A TEKKE BIRD ASMALYK

WEST TURKMENISTAN, CIRCA 1800



SALE 1519 LOT 90


Estimate (Set Currency)

  • £20,000 – £30,000
  • ($33,240 - $49,860)

Lot Description

A TEKKE BIRD ASMALYK
WEST TURKMENISTAN, CIRCA 1800
Localised light wear, a few minute cobbled repairs, overall good condition
3ft. x 4ft.6in. (90cm. x 137cm.)

Special Notice

These lots have been imported from outside the EU for sale using a Temporary Import regime. Import VAT is payable (at 5%) on the Hammer price. VAT is also payable (at 20%) on the buyer’s Premium on a VAT inclusive basis. This VAT is not shown separately on the invoice. When a buyer of such a lot has registered an EU address but wishes to export the lot or complete the import into another EU country, he must advise Christie's immediately after the auction.

Lot Notes

Traditionally in Central Asia a bride would ride an elaborately decorated camel to the marriage ceremony and to her new home. Asmalyk are camel covers made specifically for adorning the bride's camel in a wedding procession. Made in pairs, they would be draped over each side of the camel and were woven by the bride. Due to their ritual importance asmalyk are often of the finest quality and of great beauty, allowing the bride to show off her weaving ability - a skill that was greatly valued by the Turkmen. Most surviving asmalyk are attributed to the Yomut tribe but there is a rare and particularly special group attributed to the Tekke, which has two sub-groups the 'Bird' and the 'Tree and Animal' type. The present lot is a wonderful example of a Tekke Bird asmalyk and an exciting addition to the twelve examples recorded in Pinner and Franses's article 'The Bird and Animal Tree Asmalyk' in Turkoman Studies I, Aspects of the weaving and decorative arts of Central Asia, London, 1980, pp. 114-133.

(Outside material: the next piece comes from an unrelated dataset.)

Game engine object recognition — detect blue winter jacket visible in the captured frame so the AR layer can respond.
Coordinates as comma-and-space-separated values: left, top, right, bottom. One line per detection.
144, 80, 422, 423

Bird asmalyks were first collected by the famous Russian ethnographer and photographer S.M. Dudin in 1900, when he acquired two pairs which were published in the St Petersburg art periodical Stary Gody in 1914 and 1915 by the great Turkmenophile Baron A. Felkerzam. The West was only to learn of the existence of these asmalyk in 1927 when two examples of the Bird type were illustrated in an article by F.V. Gogel in the Burlington Magazine. Our example relates closely to one of the asmalyk in the Burlington Magazine article, a piece now in the Museum of Oriental Art, Moscow (Robert Pinner and Michael Franses, ibid., fig.217, p.116). The present asmalyk and the Burlington example both have very similar border configurations and a denser field design than many other examples, with four birds appearing on the central vertical axis. However, the drawing of leaves of the lattice and the spacing of the birds is more similar to the asmalyk formerly in the Arthur D. Jenkins collection, and the second pair of Bird asmalyk collected by Dudin in 1900 (Robert Pinner and Michael Franses, ibid., fig.222-224, pp.118-119). In all three of these comparable examples the serrated leaves of the lattice are slightly wedge-shaped and the birds are surmounted by wing-shaped ornaments and are not closed off by the inclusion of an additional upper pole, the only major difference to the present example being that the birds face to the left.